Chile: Chee-lay or chill-e? Iraq: Eye-rack or ee-rock? How we choose to pronounce place names and foreign loan words in English says something about our world knowledge. The trend towards using pronunciations on words which are authentic to the language of origin can be controversial. Is it better to be "correct" and true to the way the word is said in the country it originates from, or should we use the American pronunciation, which may have completely altered the original? Quartz.com talks about recent trends in the media, and how shifts occur as news stories highlight other parts of the world. (Read more here.)
Perhaps the wisest approach is to know your audience. If you talk about your recent visit to Par-ee (Paris) and Not-re Dam (Notre Dame de Paris), and you see a confused look on your friend's face, repeat yourself and say "Paris." But if you're talking about the American University Notre Dame (Noter Dame), stick with the way the Americans say it. Not sure how Americans say a word?
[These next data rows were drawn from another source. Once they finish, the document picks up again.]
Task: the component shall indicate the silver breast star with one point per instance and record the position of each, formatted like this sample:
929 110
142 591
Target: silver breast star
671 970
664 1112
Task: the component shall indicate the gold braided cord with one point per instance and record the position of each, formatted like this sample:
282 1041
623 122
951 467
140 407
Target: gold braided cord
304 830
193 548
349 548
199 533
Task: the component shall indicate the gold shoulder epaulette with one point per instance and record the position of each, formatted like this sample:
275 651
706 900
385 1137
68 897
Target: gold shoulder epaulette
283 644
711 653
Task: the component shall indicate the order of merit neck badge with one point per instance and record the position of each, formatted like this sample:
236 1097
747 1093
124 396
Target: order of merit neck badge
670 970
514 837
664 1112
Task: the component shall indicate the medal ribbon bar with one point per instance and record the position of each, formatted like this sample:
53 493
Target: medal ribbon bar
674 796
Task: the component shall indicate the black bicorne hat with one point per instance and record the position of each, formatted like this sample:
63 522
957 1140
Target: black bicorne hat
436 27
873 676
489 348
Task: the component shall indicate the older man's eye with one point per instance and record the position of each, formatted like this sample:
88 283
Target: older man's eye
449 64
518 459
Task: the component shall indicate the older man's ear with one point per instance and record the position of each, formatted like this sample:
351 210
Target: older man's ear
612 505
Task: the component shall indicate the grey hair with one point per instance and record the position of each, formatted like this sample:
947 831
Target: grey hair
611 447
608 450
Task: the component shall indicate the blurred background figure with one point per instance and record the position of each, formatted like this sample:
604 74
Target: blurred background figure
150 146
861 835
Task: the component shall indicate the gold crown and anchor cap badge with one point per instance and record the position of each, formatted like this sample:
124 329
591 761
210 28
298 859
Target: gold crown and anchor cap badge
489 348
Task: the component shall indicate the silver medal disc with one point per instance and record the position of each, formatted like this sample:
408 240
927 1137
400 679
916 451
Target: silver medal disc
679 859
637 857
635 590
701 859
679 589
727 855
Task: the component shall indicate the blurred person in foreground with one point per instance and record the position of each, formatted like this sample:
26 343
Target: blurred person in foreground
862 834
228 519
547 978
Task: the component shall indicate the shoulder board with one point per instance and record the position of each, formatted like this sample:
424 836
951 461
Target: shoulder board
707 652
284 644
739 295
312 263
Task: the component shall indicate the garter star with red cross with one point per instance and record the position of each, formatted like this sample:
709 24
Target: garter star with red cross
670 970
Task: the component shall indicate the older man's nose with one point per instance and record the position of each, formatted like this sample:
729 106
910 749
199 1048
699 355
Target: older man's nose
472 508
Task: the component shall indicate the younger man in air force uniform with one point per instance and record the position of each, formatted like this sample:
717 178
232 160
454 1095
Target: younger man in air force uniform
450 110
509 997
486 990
Ask a friend, or use an online dictionary to clear it up.
You might be wondering whether what you hear in your area is what all Americans say, or if you'll only find it where you are. Or maybe you want to know how other people perceive you when you speak in English. In any case, there are a lot of "accent quizzes" online, most of which are really about regional dialects. That is to say, they look at what words you choose, not your accent. Slate.com came up with this list of the best dialect quizzes: take a look, maybe you'll find one you like.